Thoroughly surfing the Internet and digging out the user's Facebook page for Thadeus Zu, Krebs failed to reveal his identity, but concluded that even if this Mr. Zu is not a member of the hacker team, he definitely should know one of them.

Weak passwords


As was to be expected, one of the computer security researchers, Dean Pierce, successfully decrypted some of the passwords from the database, despite the fact that they were stored in a hash-bcrypt form. Of the 4,000 passwords received, more than half were banal common passwords that are on any list of the most popular (123456, password, and other similar passwords).

There was nobody to change


One enthusiast decided to check how many women actually registered on the ill-fated website who would be looking for entertainment on the side.

A direct calculation showed that out of about 37 million accounts, only 5.5 million were marked as female. But it is clear that these figures are too high - a few years ago, a former employee of ALM sued the company because of terrible working conditions.
She claimed to have undermined her health while working for the company. According to her, she was instructed to create a thousand fake female accounts in Portuguese to attract a Brazilian audience.

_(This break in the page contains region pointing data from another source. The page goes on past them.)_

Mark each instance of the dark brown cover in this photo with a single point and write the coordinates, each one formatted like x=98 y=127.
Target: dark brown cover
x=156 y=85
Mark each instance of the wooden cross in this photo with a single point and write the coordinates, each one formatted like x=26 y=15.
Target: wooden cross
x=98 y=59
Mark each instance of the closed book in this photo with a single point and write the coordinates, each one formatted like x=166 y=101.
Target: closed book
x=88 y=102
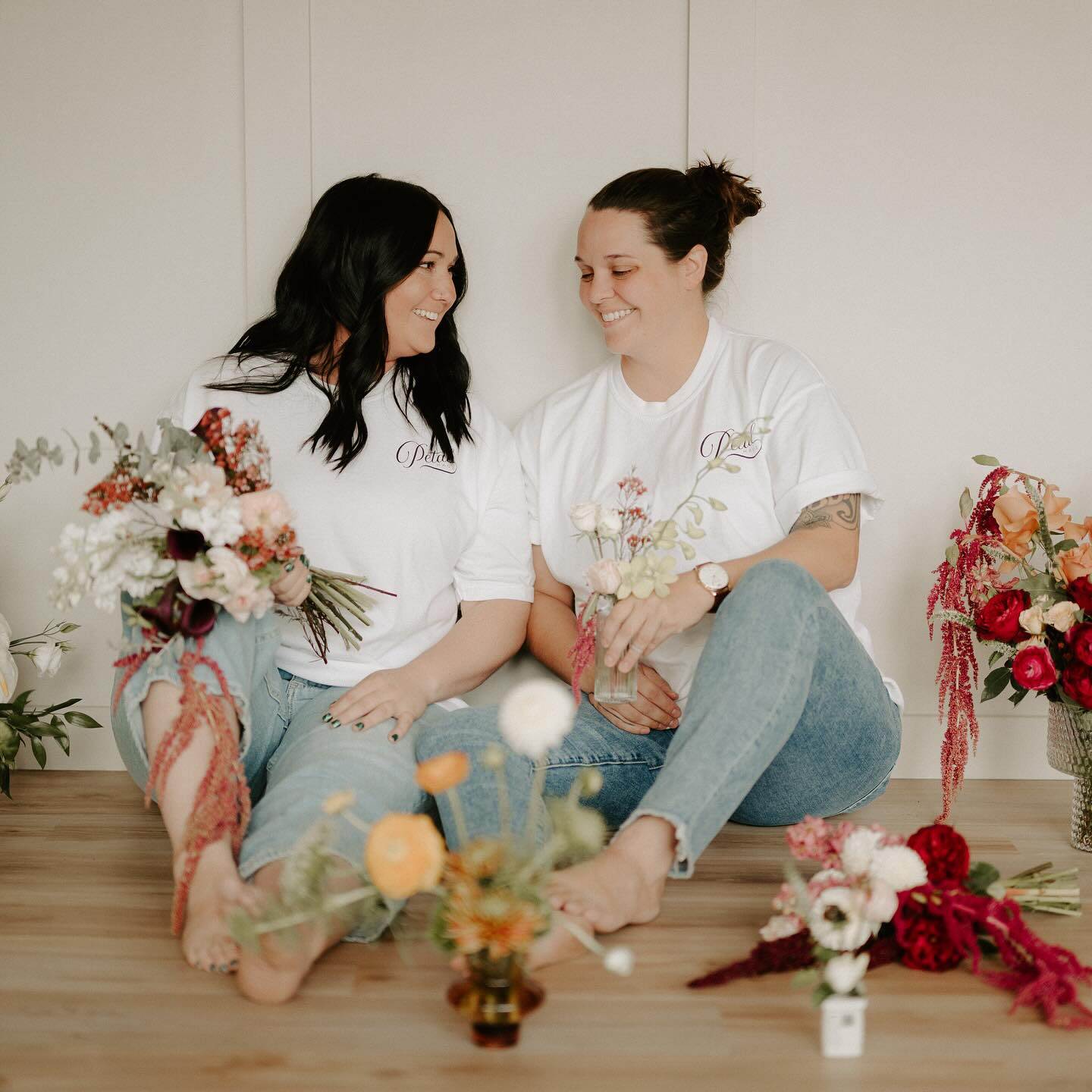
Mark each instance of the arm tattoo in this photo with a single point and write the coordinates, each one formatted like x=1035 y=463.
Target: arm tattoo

Almost all accounts marked as female were created and soon abandoned. Their owners have never entered into conversations with other users of the site. Continuing to dig up the data, taking into account the ip-addresses used by these supposedly female accounts, used to register emails, and other signs, the researcher came to the conclusion that 12,108 people were registered on the site.

It turns out that male users of the site are unlikely to have changed their wives as a result - they just paid for their sexual fantasies about adultery.

Wish your neighbor's wife


From the correspondence of the directors of ALM one more juicy detail of the company's activity became known. Her employees worked on the mobile app “What's Your Wife Worth” (What is your little wife worth)? Apparently, it was intended so that men could give ratings and characteristics to other people's wives - something like “likes” in social networks, but with a specialization.

Fortunately, this application never saw the light. Judging by the correspondence, it was conceived back in 2013, and in 2014 they came to the conclusion that it is not appropriate to release it.



There are a total of 200,000 emails from Noel Beiderman, the founder and head of ALM, all over the network. Who knows how much more interesting things can be found in them.